Après plusieurs semaines de fermeture, la frontière entre Uvira en RDC et Bujumbura au Burundi a enfin été rouverte ce lundi 23 février 2026, marquant un pas vers la normalisation des relations frontalières dans cette région longtemps marquée par l’instabilité. La fermeture de cette frontière, qui a duré plus d’un mois, était liée à la crise sécuritaire qui a secoué la ville d’Uvira, tombée le 10 décembre dernier aux mains de l’AFC/M23, soutenue par Kigali.
La situation a connu un tournant le 19 janvier, lorsque les forces congolaises ont réussi à reprendre la ville, mais la réouverture officielle de la frontière n’avait pas été immédiate, en raison des craintes persistantes d’éventuelles infiltrations ou de nouveaux mouvements rebelles. Selon nos sources à Uvira, la frontière a rouvert ses portes à 6 heures ce matin, accueillant déjà près de 10 000 personnes, principalement des commerçants, des travailleurs transfrontaliers et des familles.
La nouvelle organisation prévoit une ouverture quotidienne de 5 heures à 17 heures, afin de favoriser les échanges économiques tout en maintenant une vigilance sécuritaire renforcée. La réouverture intervient dans un contexte où la région reste fragile, et où les autorités burundaises et congolaises redoutent encore un retour de l’AFC/M23 ou d’autres groupes armés.
Les premières recettes douanières ont été collectées ce matin, après une période de blocage total lors de la présence de la milice dans la zone. La reprise des activités douanières est le fruit d’un effort logistique important, avec un redéploiement des services aux frontières depuis dimanche.
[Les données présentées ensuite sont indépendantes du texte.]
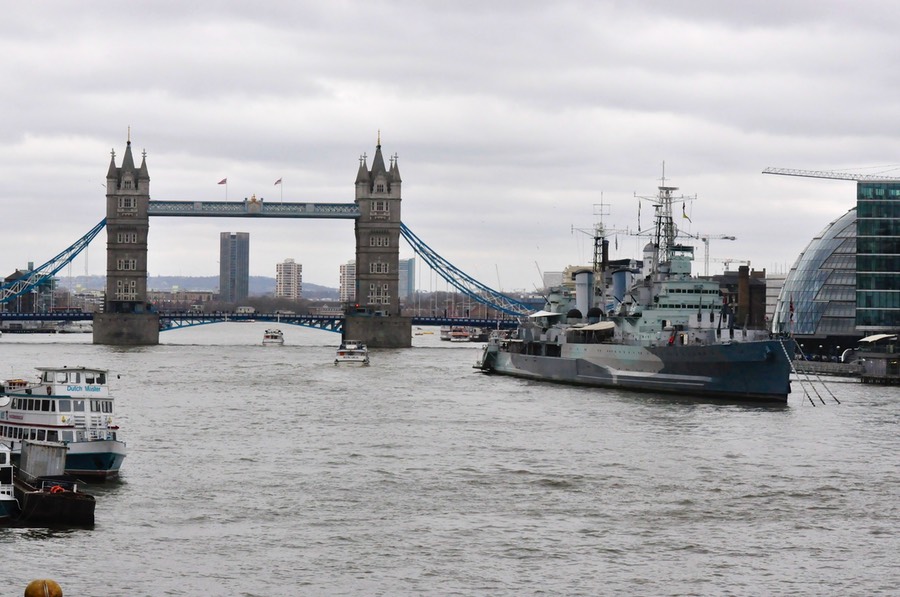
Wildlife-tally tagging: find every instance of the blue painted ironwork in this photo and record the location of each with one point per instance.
(173, 320)
(462, 281)
(253, 208)
(42, 274)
Du matériel, notamment du mobilier et du matériel de communication, a été acheminé depuis Kinshasa pour moderniser et sécuriser le poste douanier.
Les responsables sécuritaires des deux côtés ont exprimé leur soulagement, tout en insistant sur la nécessité de maintenir une vigilance accrue. Des équipes de surveillance ont été installées pour détecter toute tentative d’infiltration ou de mouvement suspect. La crainte demeure, mais cette réouverture est vue comme un signe d’espoir pour la reprise des échanges commerciaux et le renforcement de la coopération régionale.
Les acteurs économiques locaux, notamment les commerçants transfrontaliers, ont salué cette décision, espérant un regain d’activité économique. La réouverture de la frontière pourrait également favoriser la stabilisation de la région, en permettant une meilleure circulation des personnes et des biens.
Ce retour à la normale intervient alors que la RDC poursuit ses efforts pour restaurer la paix et la sécurité dans l’est du pays, après la menace persistante de groupes rebelles. La communauté internationale observe attentivement cette évolution, espérant que cette étape marquera un tournant vers une stabilité durable dans cette zone stratégique.
Cependant, la vigilance reste de mise : les autorités congolaises et burundaises savent que la région demeure vulnérable et que la paix nécessitera un engagement continu. La réouverture de la frontière, symbole de cette volonté commune, doit être accompagnée d’efforts soutenus pour assurer la sécurité et le développement économique dans cette région frontalière clé.